In 1970 he settled in Italy, where he was assigned the classical guitar chair at the Civica Scuola di Musica Claudio Abbado, Milan, where he taught until 1975. In 1970 he also attended the Santiago de Compostela Academy in Spain as a pupil of José Tomás. In 1975 he settled permanently in Athens, and from that year onwards he taught classical guitar at the National Conservatory. In 1975, 1977, and 1979 he gave recitals at the Esztergom Classical Guitar Festival in Hungary. In 1978 he took part in the International Festival of Political Song in East Berlin and the 11th World Youth Festival in Havana, Cuba.
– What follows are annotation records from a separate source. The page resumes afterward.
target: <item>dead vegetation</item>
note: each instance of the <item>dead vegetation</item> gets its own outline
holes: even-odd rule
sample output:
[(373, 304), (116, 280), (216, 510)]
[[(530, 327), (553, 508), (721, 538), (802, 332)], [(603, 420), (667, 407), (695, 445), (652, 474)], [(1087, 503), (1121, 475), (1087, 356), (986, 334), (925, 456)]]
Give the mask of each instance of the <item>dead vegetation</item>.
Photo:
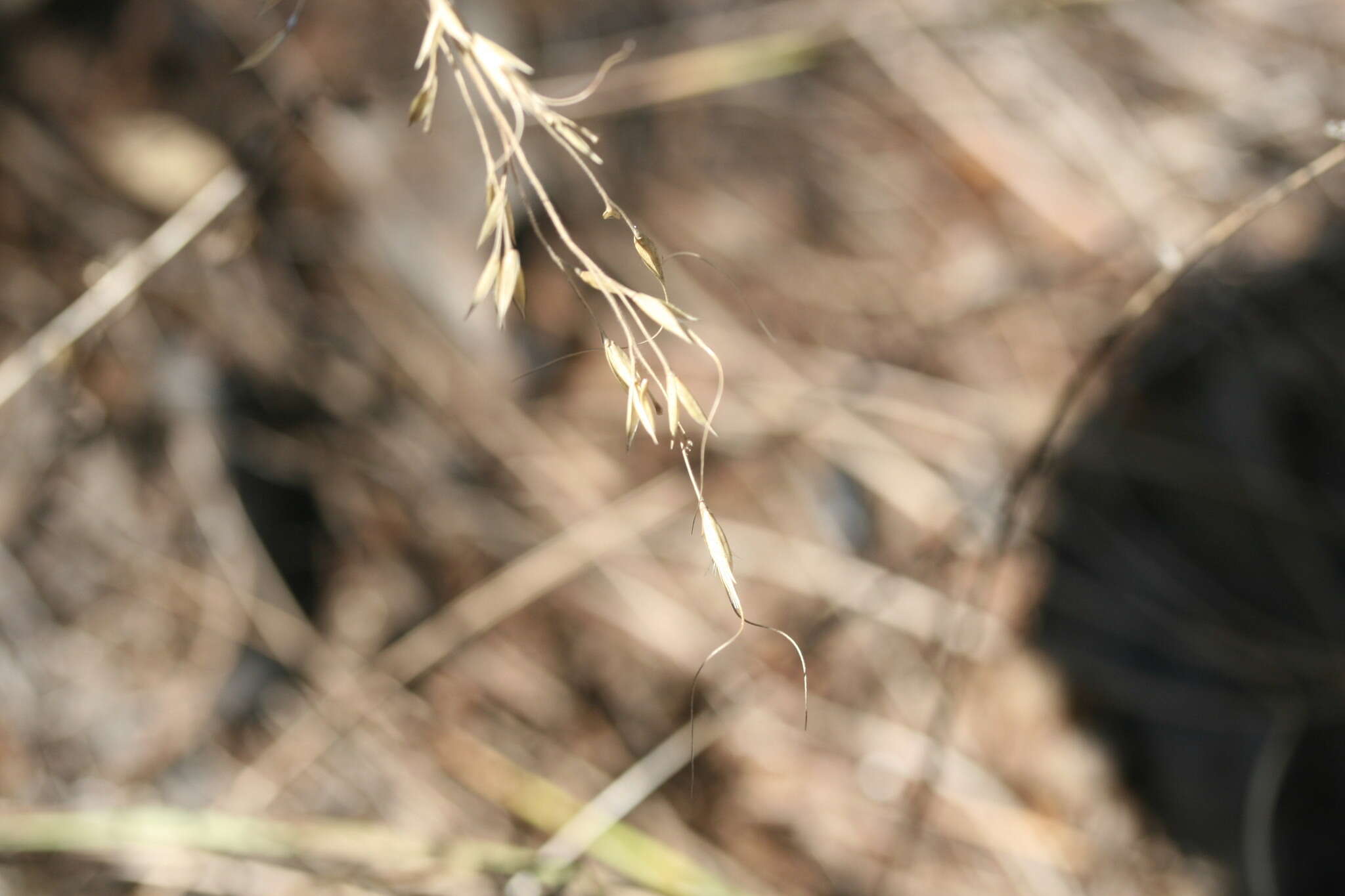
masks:
[[(452, 91), (406, 128), (418, 3), (309, 4), (238, 74), (292, 7), (23, 5), (0, 892), (1208, 892), (1017, 645), (1032, 544), (986, 559), (1127, 297), (1330, 148), (1338, 4), (461, 3), (546, 95), (636, 47), (491, 204)], [(1237, 251), (1301, 251), (1340, 188)], [(703, 344), (632, 297), (664, 278)], [(503, 330), (463, 317), (492, 289)], [(612, 361), (640, 320), (666, 359)], [(679, 388), (695, 490), (627, 450), (679, 406), (699, 450)], [(717, 656), (693, 798), (737, 625), (701, 489), (814, 693), (803, 732), (790, 645)]]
As a composer/songwriter and guitar soloist, he performed in Greece, Italy, Finland, Switzerland, Germany, Hungary, Austria, and Cuba. As a professor at the National Conservatory of Athens, he was the teacher of several popular Greek musicians, such as Manolis Androulidakis, Socrates Malamas, Panagiotis Margaris, Giorgos Melas, Lambros Ntousikos and Dimitris Sotiropoulos.

He was one of the most distinguished contemporary Greek songwriters and composers of orchestral music, with the classical guitar featuring as the main instrument. His discography is remarkable in volume and distinctions, and his influence on contemporary Greek music is significant.

He was the founder and director of the Greek music magazine TaR. Since 2006, and in collaboration with the guitarist-composer Kostas Grigoreas, he published its digital version, under the name TaR online music magazine.

Mavroudis died from a fall on 3 January 2023, at the age of 77.